We've accidentally grabbed more than a few "reposts" in our dataframe. A repost is a post with the same exact content as one previously posted to the community. The presence of reposts will bias any model we create by giving it the impression that certain sentiments are more common than they actually are. We'll delete the reposts.

In [12]:
df['selftext'].value_counts()[:5]

\nPlease post your prayer requests in this weekly thread, giving enough detail to be helpful. If you have been remembering someone or something in your prayers, you may also note that here.\n\nWe also ask that you also take time to remember [our beloved departed](http://www.reddit.com/r/TelaIgne/comments/30fxz4/rtelaigne_roll_of_the_faithful_departed/). Their final purification and ultimate union with God is included in our weekly intentions here. Consider adding your departed loved ones to that roll.\n\n---\n\n### Tela Igne\n\n/r/Catholicism is home to **Tela Igne**, a group of redditors devoted to praying for the intentions left here every week. To learn more about the group and for information on how to join, please see *[Tela Igne—Rules and Regulations for Membership](http://www.reddit.com/r/TelaIgne/comments/2bpp19/tela_igne_rules_and_regs_for_membership/).*                                                                                                                             

In [13]:
df['title'].value_counts()[:5]

Question              48
Prayer request        37
Please pray for me    31
Help                  27
I need help           17
Name: title, dtype: int64

In [14]:
# Drop posts with the same selftext
df.drop_duplicates(subset=['subreddit', 'selftext'], inplace=True)

In [15]:
# Drop posts with the same title
df.drop_duplicates(subset=['subreddit', 'title'], inplace=True)

In [16]:
# How many observations are we left with?
df.shape

(28737, 8)

We've lost a significint number of observances by removing reposts, but we still have a dataframe with almost 30,000 rows.

### Null values

Finally, we have a few null values in the dataset.

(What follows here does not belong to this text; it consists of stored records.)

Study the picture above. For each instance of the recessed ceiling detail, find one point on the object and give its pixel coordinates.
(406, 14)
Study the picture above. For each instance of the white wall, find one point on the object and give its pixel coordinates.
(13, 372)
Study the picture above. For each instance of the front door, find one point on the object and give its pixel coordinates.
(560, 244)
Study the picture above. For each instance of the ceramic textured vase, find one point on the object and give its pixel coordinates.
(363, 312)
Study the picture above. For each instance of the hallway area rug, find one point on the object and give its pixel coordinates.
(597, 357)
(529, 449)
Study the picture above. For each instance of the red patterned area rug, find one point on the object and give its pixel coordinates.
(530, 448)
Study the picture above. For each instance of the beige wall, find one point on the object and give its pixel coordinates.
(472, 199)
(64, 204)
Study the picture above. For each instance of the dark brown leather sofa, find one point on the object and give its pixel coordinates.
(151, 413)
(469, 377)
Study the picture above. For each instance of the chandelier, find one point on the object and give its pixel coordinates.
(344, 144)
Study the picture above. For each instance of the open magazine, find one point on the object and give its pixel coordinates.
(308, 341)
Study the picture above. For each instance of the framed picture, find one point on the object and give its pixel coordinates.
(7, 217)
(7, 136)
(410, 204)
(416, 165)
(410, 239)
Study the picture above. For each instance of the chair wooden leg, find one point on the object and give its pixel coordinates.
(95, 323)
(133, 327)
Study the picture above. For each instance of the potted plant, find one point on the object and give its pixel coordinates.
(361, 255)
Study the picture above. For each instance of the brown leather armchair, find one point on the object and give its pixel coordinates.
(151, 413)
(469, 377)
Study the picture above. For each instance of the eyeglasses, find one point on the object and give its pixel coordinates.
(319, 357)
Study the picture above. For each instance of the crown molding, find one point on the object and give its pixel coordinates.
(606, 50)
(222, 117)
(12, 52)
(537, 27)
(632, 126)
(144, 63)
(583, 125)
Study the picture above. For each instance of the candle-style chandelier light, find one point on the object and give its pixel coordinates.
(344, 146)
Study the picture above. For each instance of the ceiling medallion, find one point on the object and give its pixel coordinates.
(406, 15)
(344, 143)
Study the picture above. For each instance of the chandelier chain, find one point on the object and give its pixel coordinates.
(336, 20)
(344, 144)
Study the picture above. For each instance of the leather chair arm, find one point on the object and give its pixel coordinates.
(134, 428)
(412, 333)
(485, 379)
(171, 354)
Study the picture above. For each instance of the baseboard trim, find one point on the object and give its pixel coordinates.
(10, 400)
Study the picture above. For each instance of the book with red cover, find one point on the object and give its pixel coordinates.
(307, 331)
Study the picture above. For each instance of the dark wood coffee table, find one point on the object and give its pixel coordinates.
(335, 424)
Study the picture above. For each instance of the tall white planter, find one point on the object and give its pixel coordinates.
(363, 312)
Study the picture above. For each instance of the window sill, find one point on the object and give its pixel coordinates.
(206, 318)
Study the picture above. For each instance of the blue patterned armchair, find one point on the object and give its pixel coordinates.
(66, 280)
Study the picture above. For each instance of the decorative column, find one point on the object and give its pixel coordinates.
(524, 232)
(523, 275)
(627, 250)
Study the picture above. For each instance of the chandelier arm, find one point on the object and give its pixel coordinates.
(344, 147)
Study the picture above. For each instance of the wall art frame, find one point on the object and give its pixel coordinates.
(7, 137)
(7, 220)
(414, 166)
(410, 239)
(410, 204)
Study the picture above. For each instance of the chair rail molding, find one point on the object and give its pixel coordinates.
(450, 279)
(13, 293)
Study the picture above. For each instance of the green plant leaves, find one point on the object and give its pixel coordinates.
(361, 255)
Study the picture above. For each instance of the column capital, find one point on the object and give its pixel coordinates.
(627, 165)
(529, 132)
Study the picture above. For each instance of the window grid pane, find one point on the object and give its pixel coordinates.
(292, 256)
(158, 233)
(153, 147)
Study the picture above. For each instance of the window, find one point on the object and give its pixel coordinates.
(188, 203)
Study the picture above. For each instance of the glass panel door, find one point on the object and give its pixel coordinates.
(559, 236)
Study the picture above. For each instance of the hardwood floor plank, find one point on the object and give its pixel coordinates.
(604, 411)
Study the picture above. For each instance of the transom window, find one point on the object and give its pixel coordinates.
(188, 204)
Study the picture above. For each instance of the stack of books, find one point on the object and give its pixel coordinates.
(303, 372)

We can safely drop these considering the sheer volume of posts we have.

In [17]:
df.isnull().sum()

subreddit                0
subreddit_subscribers    0
title                    0
selftext                 2
score                    0
num_comments             0
author                   0
created_utc              0
dtype: int64

In [18]:
df.dropna(inplace=True)

In [19]:
df.shape

(28735, 8)

## Exporting clean data

In [20]:
try:
    os.mkdir('../data')
except FileExistsError:
    pass

In [21]:
filepath = f'../data/clean{filepath.replace("../data/raw", "")}'
df.to_csv(filepath, index=False)

Now that we have a clean dataframe to work with, we can move on to performing EDA in a separate notebook.